The most recent lesson from the bewildering front lines of entertainment law: good ideas are one-in-a-million. Except when they are two.

Remember, In Time? Didn’t think so.

Andrew Nicol’s fourth writer/director credit, the third set in the not so distant future, offered a world in which no one ages beyond 25 years old. Lives can be extended, if only in that most American of ways, with cash. Judging by the trailer, you must also fit into that most Hollywood of models, i.e. you’re a model; seriously, this is your sidewalk bum of the future. The 2011 release starring Justin Timberlake and Amanda Seyfried cleared $170 million, mostly thanks to international viewership, and now an international filmmaker wants his cut.

The astoundingly Greek-sounding screenwriter –– and, indeed, actual Greek ––Odysseus Lappas filed suit in Los Angeles Superior Court Monday, seeking $4.5 million in damages from 20th Century Fox and New Regency for breach of contract and slander. In 1996, says the complaint, Lappas rejected a Fox offer of $80,000 for his script Time Card, “an action-adventure love story” following a plot in line with Nicol’s work. You know, guns, cars, mayhem, a lot of running around in seven-inch heels, beautiful people with nary a hair out of place — though that last may just be a particular Nicol staple. The suit also labels Lappas “a successful screenwriter and director,” though, with a lesser version of In Time as our guide, he may be stretching an adjective.

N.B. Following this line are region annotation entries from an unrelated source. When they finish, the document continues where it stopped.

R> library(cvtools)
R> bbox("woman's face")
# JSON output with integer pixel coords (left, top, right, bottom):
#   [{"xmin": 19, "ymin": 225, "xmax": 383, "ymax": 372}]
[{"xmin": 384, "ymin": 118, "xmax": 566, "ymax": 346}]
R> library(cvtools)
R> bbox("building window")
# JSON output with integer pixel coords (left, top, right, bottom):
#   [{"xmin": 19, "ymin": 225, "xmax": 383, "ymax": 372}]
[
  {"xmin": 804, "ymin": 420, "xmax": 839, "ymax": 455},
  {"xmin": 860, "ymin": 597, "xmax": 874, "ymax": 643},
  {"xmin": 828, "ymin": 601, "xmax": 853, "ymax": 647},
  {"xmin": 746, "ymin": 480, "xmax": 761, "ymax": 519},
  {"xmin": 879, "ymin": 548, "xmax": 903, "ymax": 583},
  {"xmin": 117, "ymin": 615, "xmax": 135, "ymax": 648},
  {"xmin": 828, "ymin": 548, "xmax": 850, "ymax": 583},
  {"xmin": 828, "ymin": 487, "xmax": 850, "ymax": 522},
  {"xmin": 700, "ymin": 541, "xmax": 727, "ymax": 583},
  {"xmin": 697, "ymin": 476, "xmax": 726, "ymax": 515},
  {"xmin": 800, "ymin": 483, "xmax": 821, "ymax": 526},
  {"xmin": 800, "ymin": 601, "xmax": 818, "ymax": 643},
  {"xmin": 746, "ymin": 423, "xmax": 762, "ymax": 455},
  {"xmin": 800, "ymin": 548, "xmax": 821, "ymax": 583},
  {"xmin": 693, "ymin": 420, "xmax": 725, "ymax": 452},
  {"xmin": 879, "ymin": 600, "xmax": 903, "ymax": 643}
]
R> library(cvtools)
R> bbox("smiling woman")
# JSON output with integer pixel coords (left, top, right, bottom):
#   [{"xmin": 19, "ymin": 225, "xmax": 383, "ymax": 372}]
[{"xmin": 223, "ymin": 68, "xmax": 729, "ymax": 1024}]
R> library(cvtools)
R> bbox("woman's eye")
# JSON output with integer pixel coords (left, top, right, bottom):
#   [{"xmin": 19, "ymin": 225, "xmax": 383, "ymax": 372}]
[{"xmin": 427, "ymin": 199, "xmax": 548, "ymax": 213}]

Oddly, this ground has already been trod. In 2011, brilliant though litigious sci-fi writer Harlan Ellison briefly lawyered up thanks to In Time’s similarities to his short story “'Repent, Harlequin!' Said the Ticktockman.” No money changed hands in that instance, nor have the studios commented on the current suit, but the pattern raises an eyebrow. Either science fiction writers have no new ideas, or the future is going to be a strangely repetitive place.